L’area studi di Mediobanca presenta l’aggiornamento annuale dell’indagine sul settore vinicolo italiano e internazionale. Sotto la lente 136 società produttrici con fatturato superiore a 25 milioni di euro, comprese 14 tra le maggiori società internazionali quotate, con giro d’affari oltre i 150 milioni di euro. “La crescita del fatturato 2015 dei maggiori produttori italiani (+4,8%) proviene dall’export (+6,5%) e dagli spumanti (+10%) che hanno venduto oltre confine il 15,2% in più – spiega il documento -. Meno dinamici i vini non spumanti (+3,7% complessivo, +5,1% l’estero). L’insieme dell’industry mostra comunque importati segnali di tenuta anche sul mercato domestico (+3,1%)”.

Gli spumanti cavalcano l’onda spingendo gli investimenti (+37,2% nel 2015), ma in generale tutto il settore rimane vivace, con investimenti in crescita del 18 per cento.

Nel 2015 Cantine Riunite-Giv, con 547 milioni di fatturato (+2,7% sul 2014) si conferma il maggiore gruppo italiano. Sul secondo gradino rimane la cooperativa emiliana Caviro, con 300 milioni (nonostante una perdita del 4,4%), mentre prosegue la crescita di Antinori (+8,7%), che conquista la terza posizione (202 milioni), primo gruppo italiano non cooperativo.

Ancora meglio fa Zonin, che diventa il quarto gruppo nazionale, con vendite per 183 milioni (+14,3% sul 2014). Poi di nuovo una cooperativa, la trentina Mezzacorona, quinta a 175 milioni (+2,1%). La divisione vini di Campari paga la crisi russa e, dalla terza posizione, scivola alla sesta, con 171 milioni (-18,2%).

Il record di crescita nel 2015 va alla cooperativa trevigiana La Marca, che passa da 60 a 76 milioni (+25,1%), seguita da Ruffino che sale da 81 a 94 milioni (+17%). Gli altri campioni di crescita sono la trevigiana La Gioiosa (+16,7%), le venete Zonin (+14,3%) e Botter (+12,5%), Frescobaldi (+10,7%) e la cooperativa veronese Collis (+10,2%).

Se invece si considera la proiezione estera la medaglia d’oro va a Botter, che realizza all’estero il 94,5% del fatturato 2015, seguita da Ruffino (93,1%), Fratelli Martini (88,8%) e Masi Agricola (88,4%).

I top performer di redditività 2015 sono Antinori (utile su fatturato al 18,8%), Frescobaldi (17,5%), Santa Margherita (12,1%), Botter (10,9%), Ruffino e Masi (10,2%).

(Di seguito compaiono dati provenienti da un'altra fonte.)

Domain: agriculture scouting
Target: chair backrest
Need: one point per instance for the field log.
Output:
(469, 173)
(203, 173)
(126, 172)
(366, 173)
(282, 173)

La classifica dei produttori in base alla forza dei loro bilanci - basata su un indicatore di sintesi delle performance economiche e patrimoniali del 2014 - vede in testa le venete Botter e Contri. Seguono la piemontese Fratelli Martini, la veneta Masi Agricola e ancora la toscana Frescobaldi. Veneto e Toscana sono le regioni più virtuose, con roe (11,6% e 6,2%) e roi (9,9% e 7,5%) elevati, forte propensione all’export (58,2% e 65,8%) e alta produttività (100.000 e 79.000 euro per dipendente).

Il capitale netto delle 87 Spa vinicole italiane ammonta a circa 2,4 miliardi di euro. In base ai multipli di Borsa delle società quotate sui mercati internazionali se ne può stimare indicativamente il valore di mercato in 3,3 miliardi, con un “premio” sul valore contabile pari a circa il 40%.

Il 2015 ha portato con sé una novità importante: la prima quotazione di due società vinicole italiane: Italian Wine Brands (Giordano Vini e Provinco) nel mese di gennaio e Masi Agricola, della famiglia Boscaini, nel mese di giugno.

Investire nel vino quotato in Borsa sembra essere un ottimo affare: da gennaio 2001 l’indice di Borsa mondiale del settore vinicolo è cresciuto del 449% (moltiplicando di 4,5 volte il suo valore da gennaio 2001), ben al di sopra delle Borse mondiali che hanno segnato un più modesto progresso dell’86%. Ma bisogna scegliere Paesi (e società) giusti: in Nord America il vino ha reso 7 volte la Borsa nazionale, quasi il doppio in Francia, il 65% in più in Australia e il 35% in Spagna. In controtendenza invece Cina e Cile, che, sempre rispetto alla Borsa nazionale, hanno registrato performance fino al 50% inferiori.